MultiModalHackVAE

A multi-modal Variational Autoencoder trained on NetHack game states for representation learning.

Model Description

This model is a MultiModalHackVAE that learns compact representations of NetHack game states by processing:

Game character grids (21x79)
Color information
Game statistics (blstats)
Message text
Bag of glyphs
Hero information (role, race, gender, alignment)

Model Details

Model Type: Multi-modal Variational Autoencoder
Framework: PyTorch
Dataset: NetHack Learning Dataset
Latent Dimensions: 96
Low-rank Dimensions: 0

Usage

from train import load_model_from_huggingface
import torch

# Load the model
model = load_model_from_huggingface("CatkinChen/nethack-vae")

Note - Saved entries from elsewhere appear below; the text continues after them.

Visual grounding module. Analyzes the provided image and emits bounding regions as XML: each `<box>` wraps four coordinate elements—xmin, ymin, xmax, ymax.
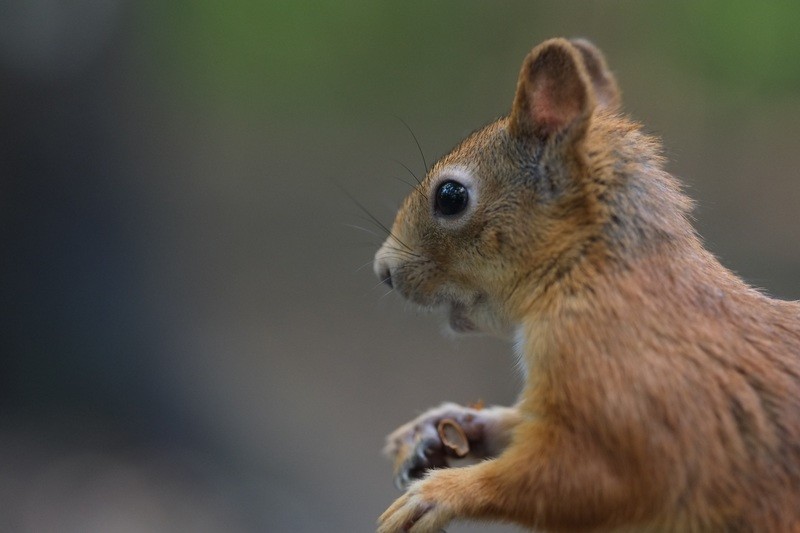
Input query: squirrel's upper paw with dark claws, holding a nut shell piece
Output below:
<box><xmin>384</xmin><ymin>403</ymin><xmax>491</xmax><ymax>490</ymax></box>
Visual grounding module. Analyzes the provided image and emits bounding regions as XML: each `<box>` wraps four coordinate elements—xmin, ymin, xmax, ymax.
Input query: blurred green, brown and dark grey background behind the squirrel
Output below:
<box><xmin>0</xmin><ymin>0</ymin><xmax>800</xmax><ymax>532</ymax></box>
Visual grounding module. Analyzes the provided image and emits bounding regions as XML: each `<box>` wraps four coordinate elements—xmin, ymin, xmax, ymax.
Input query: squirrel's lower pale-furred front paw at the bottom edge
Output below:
<box><xmin>378</xmin><ymin>480</ymin><xmax>454</xmax><ymax>533</ymax></box>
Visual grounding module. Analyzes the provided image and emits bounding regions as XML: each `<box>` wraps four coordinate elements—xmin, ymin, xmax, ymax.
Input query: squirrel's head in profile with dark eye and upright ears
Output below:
<box><xmin>374</xmin><ymin>39</ymin><xmax>688</xmax><ymax>336</ymax></box>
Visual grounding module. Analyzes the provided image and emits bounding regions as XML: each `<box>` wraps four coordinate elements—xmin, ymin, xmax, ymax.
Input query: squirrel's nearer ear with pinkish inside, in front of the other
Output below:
<box><xmin>509</xmin><ymin>39</ymin><xmax>596</xmax><ymax>140</ymax></box>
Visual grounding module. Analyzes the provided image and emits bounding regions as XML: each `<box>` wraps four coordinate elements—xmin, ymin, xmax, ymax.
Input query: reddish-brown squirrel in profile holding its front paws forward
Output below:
<box><xmin>374</xmin><ymin>38</ymin><xmax>800</xmax><ymax>533</ymax></box>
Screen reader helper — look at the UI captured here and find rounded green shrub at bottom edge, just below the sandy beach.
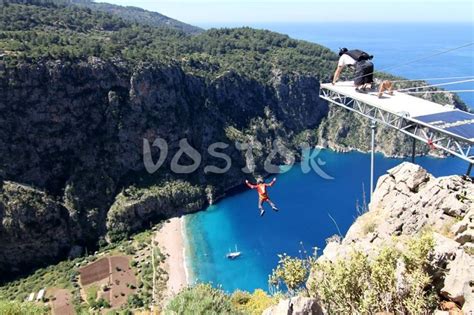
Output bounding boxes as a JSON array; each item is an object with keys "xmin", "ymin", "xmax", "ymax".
[{"xmin": 165, "ymin": 284, "xmax": 239, "ymax": 314}]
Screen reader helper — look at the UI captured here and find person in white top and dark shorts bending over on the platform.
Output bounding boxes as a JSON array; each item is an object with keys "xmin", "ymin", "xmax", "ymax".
[{"xmin": 332, "ymin": 48, "xmax": 374, "ymax": 92}]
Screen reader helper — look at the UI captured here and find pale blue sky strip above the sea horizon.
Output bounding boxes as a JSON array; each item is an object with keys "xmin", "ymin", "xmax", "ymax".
[{"xmin": 98, "ymin": 0, "xmax": 474, "ymax": 25}]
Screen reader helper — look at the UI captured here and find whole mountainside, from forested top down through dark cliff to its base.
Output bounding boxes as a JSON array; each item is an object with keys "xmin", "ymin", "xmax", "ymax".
[{"xmin": 0, "ymin": 0, "xmax": 466, "ymax": 275}]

# Example usage with synthetic data
batch_size = 1
game_chars = torch.randint(32, 127, (batch_size, 21, 79))
game_colors = torch.randint(0, 16, (batch_size, 21, 79))
blstats = torch.randn(batch_size, 27)
msg_tokens = torch.randint(0, 128, (batch_size, 256))
hero_info = torch.randint(0, 10, (batch_size, 4))

with torch.no_grad():
    output = model(
        glyph_chars=game_chars,
        glyph_colors=game_colors,
        blstats=blstats,
        msg_tokens=msg_tokens,
        hero_info=hero_info
    )
    latent_mean = output['mu']
    latent_logvar = output['logvar']
    lowrank_factors = output['lowrank_factors']

Training

This model was trained using adaptive loss weighting with:

Embedding warm-up for quick convergence
Gradual raw reconstruction focus
KL beta annealing for better latent structure

Citation

If you use this model, please consider citing:

@misc{nethack-vae,
  title={MultiModalHackVAE: Multi-modal Variational Autoencoder for NetHack},
  author={Xu Chen},
  year={2025},
  url={https://huggingface.co/CatkinChen/nethack-vae}
}